A questo punto mi chiedo qual è il senso di questa democrazia del web, quando le recensioni non controllate e i giudizi di “eccellenza”  si prestano ad un duplice errore metodologico. Il primo è la buona fede di chi scrive. Nulla vieta infatti l’inserimento di recensioni apologetiche anche da parte di chi non ha mai mangiato in un determinato ristorante (sembra che ci siano addirittura società di marketing che tra i vari servizi offrono anche la scrittura di recensioni fasulle, ma non ne ho la prova). Il secondo è quello della competenza di chi scrive. Quante volte ci è stato consigliato un ristorante che alla prova dei fatti si è rivelata una bufala? Bene, quelle stesse persone, abituate a mangiare non so cosa, sono le stesse che vanno a scrivere le recensioni di TripAdvisor. Possiamo fidarci di questa gente? Direi proprio di no.
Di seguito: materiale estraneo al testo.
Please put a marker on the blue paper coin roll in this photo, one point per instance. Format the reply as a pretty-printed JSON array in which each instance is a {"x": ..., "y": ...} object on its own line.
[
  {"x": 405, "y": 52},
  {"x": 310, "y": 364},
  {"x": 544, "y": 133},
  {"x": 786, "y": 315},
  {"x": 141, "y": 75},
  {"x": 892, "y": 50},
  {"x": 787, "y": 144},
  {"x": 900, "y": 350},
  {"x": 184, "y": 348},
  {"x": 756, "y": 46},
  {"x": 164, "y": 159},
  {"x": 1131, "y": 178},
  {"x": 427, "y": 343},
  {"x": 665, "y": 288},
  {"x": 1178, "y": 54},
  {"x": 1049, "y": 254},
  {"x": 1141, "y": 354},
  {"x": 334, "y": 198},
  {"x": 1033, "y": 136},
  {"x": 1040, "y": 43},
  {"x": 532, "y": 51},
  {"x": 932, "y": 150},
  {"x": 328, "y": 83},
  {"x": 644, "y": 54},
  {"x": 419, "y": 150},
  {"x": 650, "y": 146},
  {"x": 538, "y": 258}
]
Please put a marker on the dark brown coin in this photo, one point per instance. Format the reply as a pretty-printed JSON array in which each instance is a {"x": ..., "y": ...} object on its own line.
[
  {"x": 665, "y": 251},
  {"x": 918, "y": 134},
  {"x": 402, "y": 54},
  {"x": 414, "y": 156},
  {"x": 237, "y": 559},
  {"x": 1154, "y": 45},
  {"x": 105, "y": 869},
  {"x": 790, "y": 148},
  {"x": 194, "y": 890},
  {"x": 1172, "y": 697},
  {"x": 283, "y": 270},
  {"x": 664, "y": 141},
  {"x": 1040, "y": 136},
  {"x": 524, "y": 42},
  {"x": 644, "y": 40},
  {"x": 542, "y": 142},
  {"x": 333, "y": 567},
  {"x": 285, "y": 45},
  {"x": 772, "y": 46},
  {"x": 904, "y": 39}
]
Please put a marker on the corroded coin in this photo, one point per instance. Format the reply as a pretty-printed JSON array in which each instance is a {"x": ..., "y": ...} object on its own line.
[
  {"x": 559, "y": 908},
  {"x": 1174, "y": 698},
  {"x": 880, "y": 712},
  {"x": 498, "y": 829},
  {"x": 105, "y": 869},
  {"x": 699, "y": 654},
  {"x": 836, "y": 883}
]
E allora come districarsi nel mare magnum della ristorazione italiana, quando anche le guide sono estremamente limitanti e ruotano sempre intorno agli stessi indirizzi? La risposta la ignoro, ma la prossima volta che dovrò scegliere un nuovo ristorante leggerò l’oroscopo: se dirà che avrò una giornata positiva, sceglierò casualmente in base al mio istinto. Altrimenti mangerò a casa.